Bir yetişkin edebiyatı yapıtı olan Ölümün Gölgesi Yok, ölçünlü boyutlardadır. Boyutu kitabın okunmasında ve taşınmasında bir sorun oluşturmamaktadır. Can Yayınları’ndan çıkan yapıtta ikinci kalite hamur kullanılmıştır ancak bu hamur sarımtrak rengi sayesine aynı zamanda göz de yormamaktadır. İkinci kalite hamur olmasına rağmen kağıdın dokusu uzun süreli kullanımlarda bile yıpranmayacak izlenimi vermektedir.
Kapak, bir okuru metne yönelten en önemli ögedir.

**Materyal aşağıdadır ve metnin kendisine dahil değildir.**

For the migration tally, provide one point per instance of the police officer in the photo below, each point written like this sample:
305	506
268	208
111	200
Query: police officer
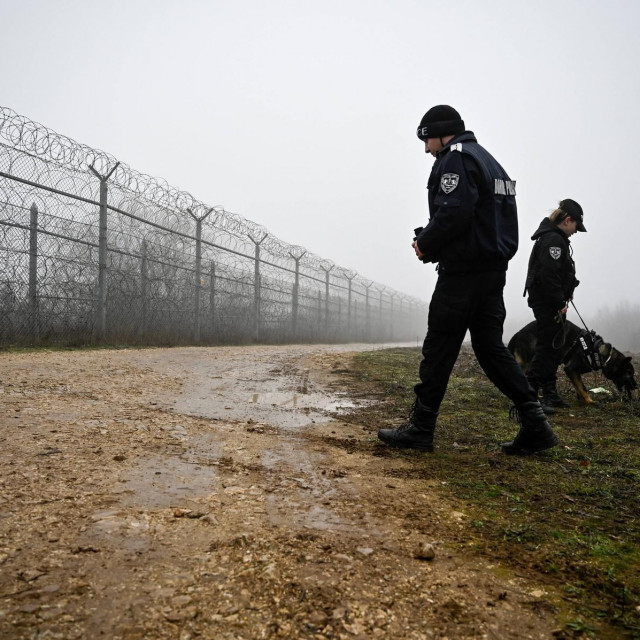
551	281
472	234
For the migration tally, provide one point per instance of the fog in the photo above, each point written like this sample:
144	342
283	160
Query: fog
301	116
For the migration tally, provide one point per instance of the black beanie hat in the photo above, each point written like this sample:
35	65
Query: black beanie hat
574	211
441	120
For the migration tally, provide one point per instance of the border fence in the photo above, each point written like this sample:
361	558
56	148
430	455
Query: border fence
93	252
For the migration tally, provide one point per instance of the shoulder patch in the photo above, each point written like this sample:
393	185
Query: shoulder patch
449	182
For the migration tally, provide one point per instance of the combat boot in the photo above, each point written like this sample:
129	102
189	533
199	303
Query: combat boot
535	432
416	433
551	397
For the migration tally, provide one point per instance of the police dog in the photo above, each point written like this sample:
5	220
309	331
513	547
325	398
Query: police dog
582	351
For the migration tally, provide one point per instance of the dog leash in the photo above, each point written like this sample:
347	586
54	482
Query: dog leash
590	350
579	316
562	333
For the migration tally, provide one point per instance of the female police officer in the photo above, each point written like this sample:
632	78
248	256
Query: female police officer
551	280
472	234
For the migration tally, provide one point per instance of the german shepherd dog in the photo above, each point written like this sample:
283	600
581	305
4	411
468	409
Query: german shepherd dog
582	351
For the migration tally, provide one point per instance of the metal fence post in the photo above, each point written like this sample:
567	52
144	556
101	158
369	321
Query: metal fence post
212	297
349	275
256	286
34	328
101	310
367	326
198	282
144	282
326	270
296	289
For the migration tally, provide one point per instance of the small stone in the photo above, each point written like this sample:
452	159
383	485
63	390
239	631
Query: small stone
424	551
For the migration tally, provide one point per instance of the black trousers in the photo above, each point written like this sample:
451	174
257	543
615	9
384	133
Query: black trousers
546	359
470	301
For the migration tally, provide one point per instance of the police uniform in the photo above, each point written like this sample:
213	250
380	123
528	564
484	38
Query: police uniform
551	281
472	234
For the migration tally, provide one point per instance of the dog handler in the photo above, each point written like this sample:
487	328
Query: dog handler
472	234
551	281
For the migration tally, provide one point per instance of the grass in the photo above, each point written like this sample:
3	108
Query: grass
570	515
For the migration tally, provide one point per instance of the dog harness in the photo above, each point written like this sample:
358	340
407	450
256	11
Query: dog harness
590	343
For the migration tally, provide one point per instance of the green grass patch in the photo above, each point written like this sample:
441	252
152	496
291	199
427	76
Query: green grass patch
571	515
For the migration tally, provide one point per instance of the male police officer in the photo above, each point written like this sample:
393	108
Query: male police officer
472	234
551	280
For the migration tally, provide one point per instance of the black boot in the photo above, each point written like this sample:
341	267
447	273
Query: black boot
535	432
417	433
551	398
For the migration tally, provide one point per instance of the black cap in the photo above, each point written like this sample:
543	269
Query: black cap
574	211
441	120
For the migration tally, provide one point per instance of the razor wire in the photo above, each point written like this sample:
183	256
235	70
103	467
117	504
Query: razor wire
93	251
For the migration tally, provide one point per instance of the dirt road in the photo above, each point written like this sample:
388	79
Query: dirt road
208	493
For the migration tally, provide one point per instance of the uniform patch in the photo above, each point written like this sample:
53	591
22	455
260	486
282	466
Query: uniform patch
449	182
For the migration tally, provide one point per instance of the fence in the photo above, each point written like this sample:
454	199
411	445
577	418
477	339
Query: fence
92	251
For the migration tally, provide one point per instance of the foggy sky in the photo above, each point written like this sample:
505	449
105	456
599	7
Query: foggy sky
301	116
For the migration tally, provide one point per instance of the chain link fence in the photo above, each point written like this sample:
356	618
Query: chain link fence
94	252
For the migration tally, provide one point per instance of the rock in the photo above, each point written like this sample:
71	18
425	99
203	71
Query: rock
424	551
365	551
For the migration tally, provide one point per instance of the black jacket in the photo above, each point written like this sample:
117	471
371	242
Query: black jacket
473	223
551	276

Ölümün Gölgesi Yok’un kapak düzenlemesinde klasik bir tasarım uygulanmış kapak resmi olarak ise metinle tam bir uyum içinde yatakta yatan bir kadın seçilmiştir. Resmin çizgileri okura, huzur ve hüzün duygularını çağrıştırmaktadır. Ancak arka kapaktaki yorumlar ve alıntıları okurun düşünme sorumluluğunu elinden almaktadır.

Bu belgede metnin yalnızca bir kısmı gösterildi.